The court file FC-23-26-00 shall be transferred to the Ontario Court of Justice at 311 Justice, Toronto, Ontario with a return date to be arranged forthwith by Children’s Aid Society of Toronto through the local trial coordinator.
JUSTICE L.E. FRYER
[^1]: The OCL ultimately conducted a s. 112 investigation and issued a report dated March 18, 2021, recommending that the child’s primary residence remain with the mother and that the father have parenting time every weekend from Saturday to Sunday with a proposed expansion of time.

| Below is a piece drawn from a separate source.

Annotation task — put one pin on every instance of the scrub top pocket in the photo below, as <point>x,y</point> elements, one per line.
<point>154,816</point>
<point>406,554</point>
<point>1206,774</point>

[^2]: Justice Penny Jones ruled that a police report dated January 17, 2020, relating to concerns raised by M.U.’s mother should be produced; it is unclear what occurred in the intervening three years of litigation. According to CAST’s evidence, CAST worker met with paternal aunt on August 8, 2023, in relation to the allegation that she had abused M.U.; paternal aunt reported that she told M.U.’s mother to go to the police about the allegations or that she, paternal aunt would. The police were notified the incident by M.U.’s mother. Paternal aunt was not interviewed by CAST or the police.